Its probably a forgone conclusion that Mixmaster and even Tor will be attacked by authorities (yes, even by 'free and democratic' regimes) because someone will use it to make meatspace threats.
With a P2P only anonymizer like I2P, connections/proxies to the regular Internet are rare so the anon network as a whole is less likely to come under attack due to threats made by some hothead or provocateur. And threats made within the anon space are far less worrisome because the threat recipient is also protected by a significant degree of anonymity.
When are people going to learn? If your site is at all controversial, don't register it or host it in the U.S.
One server can do quite a lot, especially if you ditch Windows and put BSD on there.
now we need to go OSS in diesel cars
At least they are doing *something*.
(In reference to better to be doing something [wrong] than nothing at all)
People might point out that with a search warrant this could have happened anywhere, but this is not entirely true. It seems that in the US servers are more and more often seized as a sort of harassment in cases like this, where it is clear that there is no useful evidence can be obtained.
Sorry if this offends a few alleged 'patriots', but the lesson to learn from this story is once more:
Do not host your software or potentially controversial content on US servers or servers run by US companies!
There has not been a single criminal case that I can remember where data was overwritten and then recovered on modern drives
I think this might be the case you are looking for: http://www.wired.com/threatlevel/2011/12/manning-assange-laptop/
Johnson testified that he found two attempts to delete data on Manning’s laptop. Sometime in January 2010, the computer’s OS was re-installed, deleting information prior to that time. Then, on or around Jan. 31, someone attempted to erase the drive by doing what’s called a “zerofill” — a process of overwriting data with zeroes. Whoever initiated the process chose an option for overwriting the data 35 times — a high-security option that results in thorough deletion — but that operation was canceled. Later, the operation was initiated again, but the person chose the option to overwrite the information only once — a much less secure and less thorough option.
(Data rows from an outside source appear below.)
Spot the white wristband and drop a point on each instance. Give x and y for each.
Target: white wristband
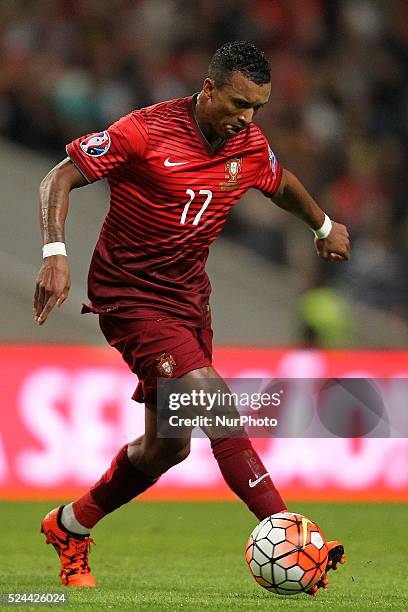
(325, 229)
(54, 248)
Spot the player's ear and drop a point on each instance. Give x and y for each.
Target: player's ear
(208, 87)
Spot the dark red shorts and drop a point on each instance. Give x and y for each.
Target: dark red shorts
(158, 345)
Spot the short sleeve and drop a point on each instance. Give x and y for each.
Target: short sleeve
(270, 173)
(98, 155)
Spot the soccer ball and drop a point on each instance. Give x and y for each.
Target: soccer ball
(287, 553)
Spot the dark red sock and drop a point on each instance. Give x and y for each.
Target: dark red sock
(118, 485)
(241, 467)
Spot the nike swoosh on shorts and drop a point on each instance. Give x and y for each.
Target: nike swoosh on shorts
(168, 163)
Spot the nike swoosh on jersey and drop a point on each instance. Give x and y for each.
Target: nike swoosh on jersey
(168, 163)
(253, 483)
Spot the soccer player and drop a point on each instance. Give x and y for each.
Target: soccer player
(175, 170)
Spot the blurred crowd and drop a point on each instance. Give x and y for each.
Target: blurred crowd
(337, 116)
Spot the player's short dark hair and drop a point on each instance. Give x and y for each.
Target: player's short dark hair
(239, 56)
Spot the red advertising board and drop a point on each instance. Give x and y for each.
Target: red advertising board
(66, 410)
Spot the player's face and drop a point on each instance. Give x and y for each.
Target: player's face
(232, 106)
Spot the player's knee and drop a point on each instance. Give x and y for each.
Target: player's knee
(181, 453)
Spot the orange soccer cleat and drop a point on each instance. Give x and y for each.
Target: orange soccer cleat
(336, 555)
(72, 549)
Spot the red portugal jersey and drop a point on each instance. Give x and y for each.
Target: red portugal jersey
(170, 195)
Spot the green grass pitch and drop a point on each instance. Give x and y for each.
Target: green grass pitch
(190, 556)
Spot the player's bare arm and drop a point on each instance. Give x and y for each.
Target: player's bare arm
(53, 280)
(293, 197)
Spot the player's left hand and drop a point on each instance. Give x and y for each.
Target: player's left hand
(336, 247)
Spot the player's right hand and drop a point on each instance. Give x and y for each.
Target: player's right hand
(52, 286)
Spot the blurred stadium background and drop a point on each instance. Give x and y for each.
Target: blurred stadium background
(337, 119)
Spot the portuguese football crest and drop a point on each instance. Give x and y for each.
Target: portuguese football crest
(165, 364)
(233, 169)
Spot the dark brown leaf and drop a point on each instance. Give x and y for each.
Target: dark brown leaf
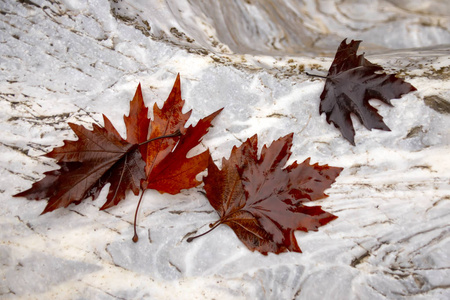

All the data that Johnson was able to retrieve from un-allocated space came after that overwrite, he said.
-- ab1
.... lowest common denominator rules the world?
And so the FBI becomes a proxy DoS attack.
Anybody at the Bureau lookup 'irony' in a dictionary lately?
..given how the us gov is screwing its people nowadays.
Send a fake bomb mail to give a legal context to seizing the servers.
d'oh!
You leftys are so cute. #Occupy whatever you think you have a right to do and ruin a business or park, but the second one of your servers are impounded you whine like stuck pigs.
America Fuck Yeah!
The University of Pittsburgh is definitely dealing with an ongoing disruptive problem. However, the message delivery system is not the issue. What if the threats were delivered via snail mail? Surely all the post offices the mail passed through, around the country or world, would not be seized.
Why do you have it in for capacitors?